I treated a patient early on following the outset of the pandemic with what appeared at the time to be a COVID-19 “vaccine”-related case of myocarditis. With the use of lifestyle modification and specific nutritional support we were able to resolve the condition. To do this, I used the information that was at hand at the time about this form of myocarditis.

NEW INFORMATION

Five years on, as a result of a recent study, we may be uncovering the immune factors that become elevated during this “vaccine”-related myocardial event, which may perhaps lead to methods for treatment and prevention.

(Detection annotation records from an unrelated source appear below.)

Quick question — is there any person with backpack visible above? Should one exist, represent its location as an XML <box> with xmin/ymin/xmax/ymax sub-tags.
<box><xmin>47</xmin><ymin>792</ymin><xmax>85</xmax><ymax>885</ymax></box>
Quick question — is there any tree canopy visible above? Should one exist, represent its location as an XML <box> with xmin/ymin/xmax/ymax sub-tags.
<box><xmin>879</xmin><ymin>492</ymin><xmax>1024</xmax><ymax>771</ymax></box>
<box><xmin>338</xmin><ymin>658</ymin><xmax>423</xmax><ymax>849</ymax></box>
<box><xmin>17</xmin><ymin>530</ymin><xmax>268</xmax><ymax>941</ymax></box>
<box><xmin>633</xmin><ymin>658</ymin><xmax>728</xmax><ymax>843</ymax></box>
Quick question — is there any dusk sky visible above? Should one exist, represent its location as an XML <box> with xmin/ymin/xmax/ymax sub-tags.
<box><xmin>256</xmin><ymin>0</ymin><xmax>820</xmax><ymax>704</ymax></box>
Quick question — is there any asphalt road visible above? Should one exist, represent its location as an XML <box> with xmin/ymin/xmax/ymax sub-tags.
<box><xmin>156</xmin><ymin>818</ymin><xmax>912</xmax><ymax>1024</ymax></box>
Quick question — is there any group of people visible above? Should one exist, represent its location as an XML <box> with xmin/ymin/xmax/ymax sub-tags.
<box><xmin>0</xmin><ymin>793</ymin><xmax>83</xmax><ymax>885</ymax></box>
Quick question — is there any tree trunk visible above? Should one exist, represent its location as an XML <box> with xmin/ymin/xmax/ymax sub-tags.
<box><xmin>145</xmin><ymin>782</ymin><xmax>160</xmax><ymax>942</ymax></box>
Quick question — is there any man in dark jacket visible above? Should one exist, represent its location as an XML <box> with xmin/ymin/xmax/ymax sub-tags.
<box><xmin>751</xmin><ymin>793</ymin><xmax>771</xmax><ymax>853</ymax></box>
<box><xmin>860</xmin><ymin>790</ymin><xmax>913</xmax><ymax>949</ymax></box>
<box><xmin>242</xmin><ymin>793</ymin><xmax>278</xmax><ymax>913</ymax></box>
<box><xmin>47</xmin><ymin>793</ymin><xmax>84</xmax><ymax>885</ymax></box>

The study was published in December 2025 in the Journal of Science Translational Medicine. The senior author is the director of the Stanford Cardiovascular Institute. He and his team instituted the study using heart cell clusters called cardiac spheroids, which were used as models of the heart’s response to vaccination.

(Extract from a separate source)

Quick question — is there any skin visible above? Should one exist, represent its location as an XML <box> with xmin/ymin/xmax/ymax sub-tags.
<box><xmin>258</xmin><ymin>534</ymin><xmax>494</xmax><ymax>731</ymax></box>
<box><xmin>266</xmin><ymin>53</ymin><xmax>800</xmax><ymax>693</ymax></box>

These researchers used cytokines as indicators of the level of inflammation in the heart. Cytokines are proteins produced by the body which in turn affect the immune system. Two specific cytokines were found to be more elevated in COVID-19 “vaccine”-related myocarditis patients. So, the researchers focused on the elevation of these two proteins as early indicators of the onset of myocarditis.

The study revealed that the onset is more common after the administration of a second dose of the mRNA “vaccine.” They also found that, for some unknown reason, the incidence rate is higher in males than in females. This is especially true in males under 30 years of age. For them, the incidence rate doubles to 60 cases per million.  

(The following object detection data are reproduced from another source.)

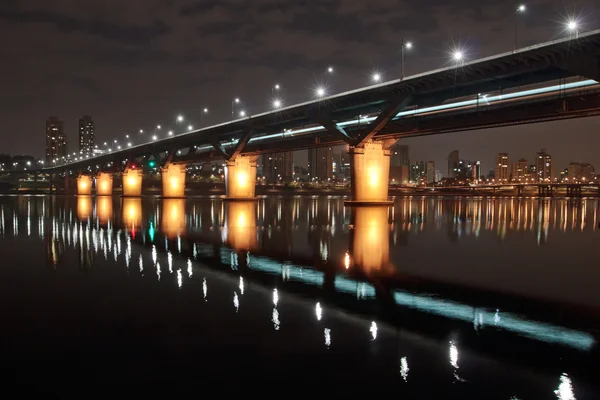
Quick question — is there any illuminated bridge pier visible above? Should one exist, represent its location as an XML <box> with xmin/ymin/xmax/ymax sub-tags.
<box><xmin>47</xmin><ymin>30</ymin><xmax>600</xmax><ymax>205</ymax></box>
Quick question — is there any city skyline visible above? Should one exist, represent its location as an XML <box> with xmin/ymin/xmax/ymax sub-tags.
<box><xmin>0</xmin><ymin>0</ymin><xmax>600</xmax><ymax>173</ymax></box>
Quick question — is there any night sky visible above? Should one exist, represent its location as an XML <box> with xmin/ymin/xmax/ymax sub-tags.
<box><xmin>0</xmin><ymin>0</ymin><xmax>600</xmax><ymax>174</ymax></box>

Incidentally, the young man that I treated for this condition was under 30.

To determine why the incidence of the condition was greater in males than in females, the researchers evaluated whether higher levels of estrogen, which has been demonstrated to have protective properties for the heart, could be the reason. To do this they used estradiol, one form of human estrogen, and genistein, a plant-based and a weaker form of estrogen.

As I mentioned, the researchers focused their attention on the two forms of cytokines that have been found to be in the highest concentrations in patients in the days after this “vaccine” was administered.

They also found that both of these forms of cytokines were more highly elevated in those injected with the COVID-19 mRNA “vaccine” than in the control group. Also, when the heart cell clusters and cardiac spheroids were exposed to peak concentrations of these two cytokines (which were also found in subjects suffering from myocarditis), they noted impaired contractility and an increase in arrhythmia-like events. They also noted an upregulation of inflammatory genes. When these cytokines were neutralized, the “vaccine”-induced cardiac stress was reduced.

Furthermore, giving oral genistein one week before the second injection reduced the surge of cytokines as well as the resultant heart muscle injury in young male mice.

Thus, the authors’ findings implicated the two forms of cytokines as the main drivers of the myocardial damage.

CONCLUSIONS

This study raises some interesting considerations for us to ponder. While it is far from conclusive about why myocarditis is the result of this novel “vaccine,” which, as I mentioned at the outset of this article had never been approved for use prior to the COVID pandemic, it does beg further questions. It is my belief that, until we understand more about this never used form of genetically mediated vaccine (including all of the secondary effects that have resulted from its use as well as the drivers of these effects) we should put the brakes on all further use.

So, in some respects, the jury is still out. We need to remain vigilant and keep learning to fully understand both the potential benefits as well as the potential risks before it is used in other forms of vaccine. And as always, we need to constantly take care of our mental and physical health so that our minds and our bodies are prepared to handle whatever it is life throws at us next.

Thank you for studying and learning!